SMCP, the first quarter at -20.4%: the second will be even worse
With 82% of stores currently closed but with “encouraging signs of recovery in China”, SMCP closes the first quarter with a 16.7% drop in sales at current exchange rates and 20.4% on an organic basis. The result is in line with the group’s forecasts. If the first quarter is negative, the second will be even worse, while for the whole year the group controlled by Chinese holding company Shandong Ruyi does not provide forecasts.
First quarter results
SMCP closed the first three months of the year with sales of 228.7 million euros. Looking at the brands in the portfolio, at constant exchange rates Sandro lost 20.9% and Maje 20.5%, while the other brands division lost 18.4%. “Looking ahead, although the pandemic will have a strong impact on our performance in the second quarter – comments CEO Daniel Lalonde -, the first signs of recovery in China are encouraging.
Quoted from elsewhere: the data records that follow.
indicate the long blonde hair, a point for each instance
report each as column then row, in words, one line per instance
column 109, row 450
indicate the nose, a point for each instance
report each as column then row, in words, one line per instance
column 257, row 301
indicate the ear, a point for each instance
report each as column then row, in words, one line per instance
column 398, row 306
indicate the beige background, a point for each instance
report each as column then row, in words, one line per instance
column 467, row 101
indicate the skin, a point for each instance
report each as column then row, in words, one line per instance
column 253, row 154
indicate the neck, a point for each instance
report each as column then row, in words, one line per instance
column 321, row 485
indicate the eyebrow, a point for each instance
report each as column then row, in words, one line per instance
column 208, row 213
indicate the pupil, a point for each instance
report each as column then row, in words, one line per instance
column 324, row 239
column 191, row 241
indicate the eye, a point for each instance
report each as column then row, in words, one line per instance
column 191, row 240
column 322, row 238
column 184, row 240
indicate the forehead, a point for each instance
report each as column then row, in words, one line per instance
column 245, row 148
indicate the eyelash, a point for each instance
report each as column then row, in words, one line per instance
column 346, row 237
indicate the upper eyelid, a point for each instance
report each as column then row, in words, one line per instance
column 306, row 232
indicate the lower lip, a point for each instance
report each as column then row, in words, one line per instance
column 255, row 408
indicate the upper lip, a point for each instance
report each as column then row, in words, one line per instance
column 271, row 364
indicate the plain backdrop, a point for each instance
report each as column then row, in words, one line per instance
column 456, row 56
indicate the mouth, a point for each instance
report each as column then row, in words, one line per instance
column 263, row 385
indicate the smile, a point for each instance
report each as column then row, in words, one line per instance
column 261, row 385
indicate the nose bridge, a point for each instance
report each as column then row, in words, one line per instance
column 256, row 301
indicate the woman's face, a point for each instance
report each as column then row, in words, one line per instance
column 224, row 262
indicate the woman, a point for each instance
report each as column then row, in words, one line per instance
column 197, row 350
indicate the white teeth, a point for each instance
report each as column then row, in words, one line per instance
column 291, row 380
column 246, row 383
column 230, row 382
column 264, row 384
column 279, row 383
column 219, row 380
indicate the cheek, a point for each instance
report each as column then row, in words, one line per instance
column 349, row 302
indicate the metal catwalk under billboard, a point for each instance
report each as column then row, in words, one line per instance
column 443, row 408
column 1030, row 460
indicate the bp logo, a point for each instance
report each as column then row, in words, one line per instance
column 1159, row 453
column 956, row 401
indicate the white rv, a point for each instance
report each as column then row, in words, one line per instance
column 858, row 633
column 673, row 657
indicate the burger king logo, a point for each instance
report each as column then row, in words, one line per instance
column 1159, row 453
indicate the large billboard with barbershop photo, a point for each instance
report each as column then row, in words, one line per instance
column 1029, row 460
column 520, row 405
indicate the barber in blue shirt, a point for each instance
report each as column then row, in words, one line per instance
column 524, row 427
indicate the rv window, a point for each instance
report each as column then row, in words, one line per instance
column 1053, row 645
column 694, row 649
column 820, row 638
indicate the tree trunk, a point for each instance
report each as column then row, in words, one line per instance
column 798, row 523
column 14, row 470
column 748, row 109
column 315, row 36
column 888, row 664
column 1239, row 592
I am confident that fundamentals and brands will allow us to emerge from this period in a stronger position”.
The second one will be even worse
To mitigate the impact of the pandemic, SMCP has put in place some strategies to improve the income statement. For example? “A sharp reduction in the purchase of the autumn-winter 2020-2021 collections and some adjustments of the spring-summer 2020 collections”. Not only that: a 40% reduction in expenses for essential investments and operating expenses. The group intends to promote the e-commerce channel, which is performing well: in China, in the first quarter, digital sales rose by 39%. SMCP has enhanced liquidity by drawing on its credit lines.